The global economy in 2018 is projected by Mercator Advisory Group to be roughly $80 trillion, with the export of merchandise and services expected to be around $24 trillion. So trade finance is clearly a major indicator of how interdependent economic activity has become. International trade finance historically has been dependent on traditional methods (documentary collections and letters of credit), which have been heavily burdened by paper-based processes and industry esoterica. The move to open account types of trade financing, including supply chain finance, is still relatively new but is accelerating since the financial crisis. This trend is being driven by a combination of factors which are addressed as part of this research report.
In a new research report from Mercator Advisory Group, Supply Chain Finance Market Review, various drivers of the continued global expansion of alternative financing tools across the corporate landscape are examined.

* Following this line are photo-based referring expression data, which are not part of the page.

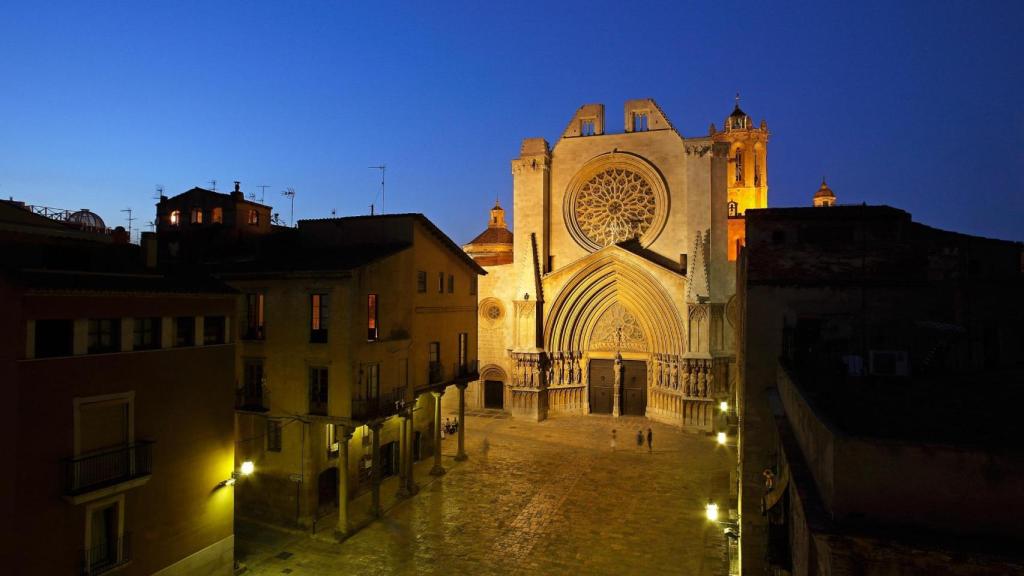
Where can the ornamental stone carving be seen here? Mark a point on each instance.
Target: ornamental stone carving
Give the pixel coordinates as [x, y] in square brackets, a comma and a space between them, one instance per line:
[614, 198]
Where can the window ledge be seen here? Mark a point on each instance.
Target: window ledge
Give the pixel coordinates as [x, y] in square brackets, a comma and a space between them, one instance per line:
[108, 490]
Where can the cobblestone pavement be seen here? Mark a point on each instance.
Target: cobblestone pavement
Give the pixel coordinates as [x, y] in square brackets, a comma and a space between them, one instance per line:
[544, 498]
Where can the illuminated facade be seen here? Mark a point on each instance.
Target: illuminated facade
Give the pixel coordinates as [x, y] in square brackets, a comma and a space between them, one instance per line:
[613, 294]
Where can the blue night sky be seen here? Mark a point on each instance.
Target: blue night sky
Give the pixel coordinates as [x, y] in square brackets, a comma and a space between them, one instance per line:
[915, 105]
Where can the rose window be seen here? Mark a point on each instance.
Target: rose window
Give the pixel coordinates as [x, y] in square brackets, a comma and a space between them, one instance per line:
[613, 206]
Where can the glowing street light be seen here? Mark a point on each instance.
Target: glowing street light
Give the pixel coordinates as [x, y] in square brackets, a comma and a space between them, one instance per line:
[712, 511]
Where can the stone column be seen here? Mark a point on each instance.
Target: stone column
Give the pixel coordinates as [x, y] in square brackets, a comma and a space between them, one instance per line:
[437, 469]
[375, 479]
[462, 422]
[342, 529]
[404, 452]
[410, 441]
[616, 395]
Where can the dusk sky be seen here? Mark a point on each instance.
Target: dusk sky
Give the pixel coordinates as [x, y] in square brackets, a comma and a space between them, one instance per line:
[915, 105]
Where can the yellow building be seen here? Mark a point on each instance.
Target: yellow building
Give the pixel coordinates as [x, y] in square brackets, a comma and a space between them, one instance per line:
[616, 297]
[351, 330]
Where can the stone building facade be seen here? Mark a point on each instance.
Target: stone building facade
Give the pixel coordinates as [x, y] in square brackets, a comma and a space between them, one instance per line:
[613, 293]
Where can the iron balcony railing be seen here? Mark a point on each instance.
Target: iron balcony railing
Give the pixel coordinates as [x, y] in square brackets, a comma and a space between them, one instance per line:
[387, 404]
[107, 467]
[107, 556]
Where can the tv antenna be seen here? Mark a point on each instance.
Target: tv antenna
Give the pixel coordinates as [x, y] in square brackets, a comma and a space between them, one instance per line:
[290, 193]
[130, 219]
[382, 168]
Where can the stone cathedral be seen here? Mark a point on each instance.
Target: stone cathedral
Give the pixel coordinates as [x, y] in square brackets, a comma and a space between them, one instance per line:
[613, 291]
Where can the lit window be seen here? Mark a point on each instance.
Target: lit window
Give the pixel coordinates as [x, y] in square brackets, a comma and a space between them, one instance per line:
[372, 317]
[317, 318]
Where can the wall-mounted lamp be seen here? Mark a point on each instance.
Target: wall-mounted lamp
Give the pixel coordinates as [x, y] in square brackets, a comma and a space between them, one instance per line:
[247, 468]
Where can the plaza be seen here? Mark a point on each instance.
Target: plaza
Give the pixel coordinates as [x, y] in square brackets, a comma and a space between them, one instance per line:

“Trade finance as an industry supports the exchange of goods and services between business counterparties across both international boundaries and domestic business activity. It is quite an involved ecosystem that helps to drive global economic growth by creating liquidity for businesses who seek to reach the widest possible market” commented Steve Murphy, Director of Mercator Advisory Group’s Commercial and Enterprise Payments Advisory Service, author of the report. “Due to communications gains and recent technology advances, modern trade finance is going digital, led by banks and fintechs that are broadening access to supply chain finance capabilities through innovative approaches.”
The document is 20 pages long and contains 9 exhibits.
Companies mentioned in this report include: ACI, Asian Development Bank, Basware, C2FO, CGI, Citi, Corcentric, Coupa, Demica, Finastra, Funding Circle, GT Treasury, HSBC, Kabbage, Kyriba, OnDeck, Oracle, Orbian, PrimeRevenue, SAP Ariba, Surecomp, SWIFT, Temenos, Tradeshift, and World Bank.